Fluid in many producing wells is elevated to the surface by the action of a pumping unit or pumping apparatus installed in the lower portion of the well bore. In recent times there has been increased activity in the drilling of well bores to great depths. The use of water flooding as a means of secondary recovery of oil or other hydrocarbon fluids, after the production thereof has been somewhat depleted, is commonly practiced. Because water flooding produces a considerable quantity of fluid in the producing well bore it is preferable to provide a downhole pumping system capable of producing large quantities of fluid. Electrical submersible pump (ESP) systems have been found to meet this need. The electric motor that is typically used in such systems generates considerable heat. The motor is typically cooled by the transfer of heat to the surrounding annular fluids. In many cases, the pumping unit is set above perforations in the well casing so that the unit can make use of flowing well fluid to produce some convection cooling about the motor. Insufficient fluid velocity will cause the motor to overheat and may lead to early motor failure.
Fluid produced by the pumping unit consists of formation water, oil and quantities of gas. The presence of gas can be significant because gas inhibits the pump from producing liquid, which may result in gas blocking, or locking. Equipment failure may result if a unit is not shut down quickly after gas blocking. It is therefore desirable to place the pump below the well casing perforations to take advantage of the natural annular separation of the gas from the liquid. However, by placing the pump below casing perforations, the motor of the pumping unit is not exposed to flowing well fluid that normally provides cooling to the motor of the electrical submersible pump. As a result, a motor in a pumping unit placed below casing perforations tends to overheat and may experience a shortened operational life unless a means for circulating fluid over the surface of the motor is provided.

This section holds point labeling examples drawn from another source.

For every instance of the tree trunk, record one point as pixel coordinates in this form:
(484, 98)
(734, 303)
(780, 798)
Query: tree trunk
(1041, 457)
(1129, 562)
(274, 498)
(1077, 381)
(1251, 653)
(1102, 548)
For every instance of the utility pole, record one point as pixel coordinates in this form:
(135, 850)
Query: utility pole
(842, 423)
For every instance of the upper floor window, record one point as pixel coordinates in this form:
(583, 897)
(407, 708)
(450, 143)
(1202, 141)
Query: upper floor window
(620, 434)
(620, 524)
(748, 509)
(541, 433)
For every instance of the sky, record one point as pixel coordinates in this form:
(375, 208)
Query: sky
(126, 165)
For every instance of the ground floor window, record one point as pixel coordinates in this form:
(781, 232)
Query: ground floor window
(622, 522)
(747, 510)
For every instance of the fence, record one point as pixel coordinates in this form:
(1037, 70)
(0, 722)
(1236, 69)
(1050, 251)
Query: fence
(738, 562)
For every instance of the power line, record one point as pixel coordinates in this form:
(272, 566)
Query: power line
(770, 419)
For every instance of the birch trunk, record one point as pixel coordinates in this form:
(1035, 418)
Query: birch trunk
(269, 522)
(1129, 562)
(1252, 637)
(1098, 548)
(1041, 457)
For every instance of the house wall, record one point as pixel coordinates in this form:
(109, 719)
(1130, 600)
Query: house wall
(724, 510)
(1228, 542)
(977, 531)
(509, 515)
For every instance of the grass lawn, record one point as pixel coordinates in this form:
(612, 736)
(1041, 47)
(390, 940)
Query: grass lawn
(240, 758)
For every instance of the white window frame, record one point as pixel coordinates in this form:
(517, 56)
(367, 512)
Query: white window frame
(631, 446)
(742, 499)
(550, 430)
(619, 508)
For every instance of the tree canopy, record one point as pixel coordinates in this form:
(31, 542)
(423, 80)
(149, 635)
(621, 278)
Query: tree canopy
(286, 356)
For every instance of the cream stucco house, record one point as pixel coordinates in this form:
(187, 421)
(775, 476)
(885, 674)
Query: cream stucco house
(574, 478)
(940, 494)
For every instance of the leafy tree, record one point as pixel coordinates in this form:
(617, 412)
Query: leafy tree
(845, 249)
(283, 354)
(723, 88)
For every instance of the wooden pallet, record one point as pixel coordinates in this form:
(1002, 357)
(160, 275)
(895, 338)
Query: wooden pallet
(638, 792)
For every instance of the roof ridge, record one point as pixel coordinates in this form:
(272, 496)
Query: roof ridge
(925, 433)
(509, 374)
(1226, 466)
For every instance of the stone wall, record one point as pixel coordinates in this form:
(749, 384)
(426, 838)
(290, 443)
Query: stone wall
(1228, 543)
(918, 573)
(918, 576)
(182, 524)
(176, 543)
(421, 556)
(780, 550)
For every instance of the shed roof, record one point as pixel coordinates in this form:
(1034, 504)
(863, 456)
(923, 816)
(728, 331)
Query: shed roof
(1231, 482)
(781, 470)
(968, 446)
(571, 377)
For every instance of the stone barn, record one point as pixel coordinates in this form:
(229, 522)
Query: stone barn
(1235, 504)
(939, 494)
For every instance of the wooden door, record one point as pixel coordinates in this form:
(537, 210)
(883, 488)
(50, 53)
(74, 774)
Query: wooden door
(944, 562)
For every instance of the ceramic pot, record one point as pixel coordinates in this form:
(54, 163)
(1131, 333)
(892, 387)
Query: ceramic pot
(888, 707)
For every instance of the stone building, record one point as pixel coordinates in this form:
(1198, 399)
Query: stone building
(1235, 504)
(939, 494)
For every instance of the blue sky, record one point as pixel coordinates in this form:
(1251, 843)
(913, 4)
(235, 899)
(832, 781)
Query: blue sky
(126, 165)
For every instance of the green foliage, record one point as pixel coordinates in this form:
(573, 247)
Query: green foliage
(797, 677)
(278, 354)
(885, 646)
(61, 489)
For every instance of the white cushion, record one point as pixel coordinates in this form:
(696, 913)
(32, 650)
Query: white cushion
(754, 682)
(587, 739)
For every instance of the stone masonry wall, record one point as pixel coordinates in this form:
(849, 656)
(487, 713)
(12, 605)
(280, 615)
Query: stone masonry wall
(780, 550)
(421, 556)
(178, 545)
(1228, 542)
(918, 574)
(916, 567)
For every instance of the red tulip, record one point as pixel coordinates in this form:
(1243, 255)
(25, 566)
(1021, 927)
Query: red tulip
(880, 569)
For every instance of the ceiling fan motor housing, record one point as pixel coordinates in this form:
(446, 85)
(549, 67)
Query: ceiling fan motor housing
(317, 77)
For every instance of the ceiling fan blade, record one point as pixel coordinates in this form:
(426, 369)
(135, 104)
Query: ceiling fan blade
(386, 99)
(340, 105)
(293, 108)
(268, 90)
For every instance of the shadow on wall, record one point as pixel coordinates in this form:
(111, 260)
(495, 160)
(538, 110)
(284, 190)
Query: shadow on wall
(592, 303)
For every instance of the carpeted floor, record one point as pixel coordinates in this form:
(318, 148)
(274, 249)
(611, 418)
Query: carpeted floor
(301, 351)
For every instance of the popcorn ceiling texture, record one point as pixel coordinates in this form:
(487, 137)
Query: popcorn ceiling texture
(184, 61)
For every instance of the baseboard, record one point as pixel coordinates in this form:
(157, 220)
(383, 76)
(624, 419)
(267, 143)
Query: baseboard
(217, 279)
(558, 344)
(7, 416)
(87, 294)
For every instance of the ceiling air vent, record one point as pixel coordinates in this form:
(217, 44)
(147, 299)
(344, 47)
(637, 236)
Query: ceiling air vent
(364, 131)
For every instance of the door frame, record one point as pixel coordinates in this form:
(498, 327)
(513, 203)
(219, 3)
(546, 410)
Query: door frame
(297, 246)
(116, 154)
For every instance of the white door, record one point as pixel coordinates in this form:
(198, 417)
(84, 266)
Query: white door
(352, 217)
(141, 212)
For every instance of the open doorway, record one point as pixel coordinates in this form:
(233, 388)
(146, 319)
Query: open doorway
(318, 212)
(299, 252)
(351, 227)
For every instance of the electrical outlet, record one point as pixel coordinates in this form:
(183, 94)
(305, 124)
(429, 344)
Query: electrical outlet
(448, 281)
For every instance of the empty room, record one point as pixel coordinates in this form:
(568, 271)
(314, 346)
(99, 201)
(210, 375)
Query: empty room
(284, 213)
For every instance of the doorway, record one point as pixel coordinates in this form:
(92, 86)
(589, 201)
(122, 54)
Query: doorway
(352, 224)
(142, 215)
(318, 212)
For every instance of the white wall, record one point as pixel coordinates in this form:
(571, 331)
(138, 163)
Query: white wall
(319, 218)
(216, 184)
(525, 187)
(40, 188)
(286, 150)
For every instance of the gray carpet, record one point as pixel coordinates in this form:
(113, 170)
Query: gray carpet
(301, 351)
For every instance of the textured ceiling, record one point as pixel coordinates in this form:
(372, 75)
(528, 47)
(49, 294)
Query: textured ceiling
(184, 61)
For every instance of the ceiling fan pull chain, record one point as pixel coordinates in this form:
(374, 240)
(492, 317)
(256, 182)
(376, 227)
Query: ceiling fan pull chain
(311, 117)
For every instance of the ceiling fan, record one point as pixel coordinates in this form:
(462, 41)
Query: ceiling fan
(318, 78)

In some applications, fluid flow past the motor is achieved by drawing fluid through the annulus between the motor and the casing. Disadvantages associated with this arrangement include scale deposited by the fluid in proximity to the hot motor. The scaling problem is exacerbated by the pressure drop associated with drawing the fluid through the annular space surrounding the motor. Scale deposits can block fluid flow and may result in increased difficulties when attempting to remove the electrical submersible pump.